Here’s what I learned from my first crack at Timeline. Thanks Brad for sending me the link if you want to turn your profile over to timeline. Considering I’m not an frequent user of Facebook, my timeline turned out OK. I must admit it looks very cool: it took all my recent activity: Wall posts, subscribes, Likes, open conversations and revealed a nice scrapbook that was all about me. My friend reminded me of Intel’s version of the Museum of Me. This is exactly that.
Apps in your Timeline
Facebook recently opened up its platform to applications. These apps will allow Facebook users to enter almost everything they do into the social network – what they cooked for dinner, what book they’re reading and what page they’re on or what bike trail they just biked.
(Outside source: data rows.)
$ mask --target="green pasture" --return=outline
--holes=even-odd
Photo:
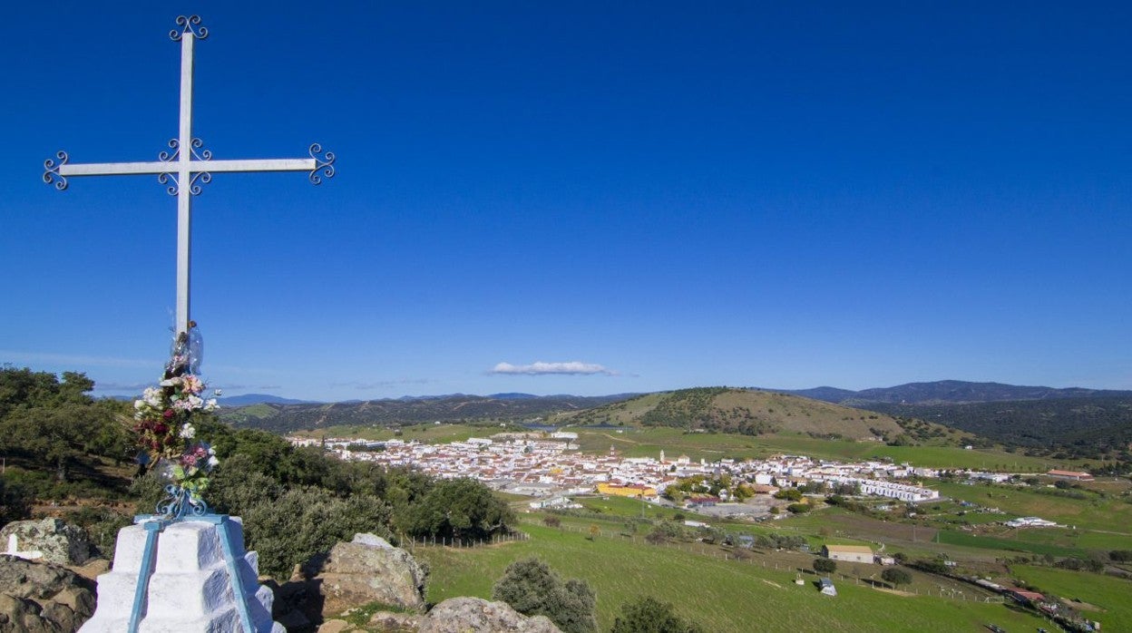
[[[1132,504],[1122,498],[1087,493],[1083,499],[1056,496],[1044,490],[1018,486],[937,482],[933,488],[946,497],[966,499],[986,507],[997,507],[1011,516],[1039,516],[1079,530],[1125,531],[1132,525]]]
[[[397,435],[393,429],[387,427],[370,425],[338,425],[317,430],[295,431],[294,435],[301,437],[335,437],[369,440],[404,439],[405,442],[409,442],[411,439],[417,439],[426,444],[437,444],[446,442],[463,442],[469,437],[487,437],[498,431],[498,427],[428,424],[401,427],[401,435]]]
[[[526,541],[469,549],[418,548],[432,570],[428,597],[489,598],[508,564],[529,556],[546,561],[565,578],[585,579],[598,594],[603,630],[621,604],[638,596],[672,602],[681,616],[706,631],[900,632],[985,631],[994,622],[1007,631],[1034,630],[1043,621],[1001,604],[962,601],[880,591],[851,580],[837,581],[839,596],[822,596],[808,581],[794,583],[795,567],[764,567],[757,559],[724,561],[696,551],[627,539],[525,525]],[[927,584],[925,584],[927,587]],[[974,594],[974,592],[972,592]]]
[[[890,457],[895,463],[925,468],[1002,470],[1011,472],[1045,472],[1050,468],[1077,468],[1073,461],[1053,462],[1019,453],[979,448],[967,451],[958,446],[886,446],[876,442],[820,439],[806,435],[735,435],[685,433],[658,427],[619,427],[572,429],[578,434],[578,445],[588,453],[606,453],[610,446],[631,457],[657,457],[664,451],[668,459],[684,454],[693,460],[720,457],[765,459],[787,453],[840,461],[864,461]],[[620,433],[618,433],[620,431]]]
[[[1056,557],[1072,556],[1084,558],[1089,553],[1075,547],[1064,547],[1060,545],[1034,542],[1030,540],[1011,539],[1001,537],[977,536],[953,530],[940,530],[936,541],[947,545],[960,545],[963,547],[975,547],[979,549],[995,549],[1004,553],[1023,551],[1027,554],[1050,555]]]
[[[1132,581],[1030,565],[1012,565],[1010,571],[1036,590],[1074,606],[1082,617],[1099,622],[1101,631],[1132,631]],[[1072,602],[1074,598],[1082,604]]]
So…. LIKE is no longer the “it” verb. Now Facebook allows you to “Read”, “Cook”, “Watch” and also allow users to click on this apps directly on your newsfeed as a “frictionless” or seamless opt-in. For example, Through streaming music services like Spotify, you can update your friends with each song being sent through their earphones. This update will quickly pass through the News feed Ticker on Facebook.
I like this idea, although there is still a barrier for Canadians who don’t have access to Hulu or Spotify because of CRTC rules.
The idea of de-prioritizing LIKE is a hindrance for brands. But for the user, this elevates the power of friend recommendation and if the brands have strong advocacy, they can easily capitalize on this new change.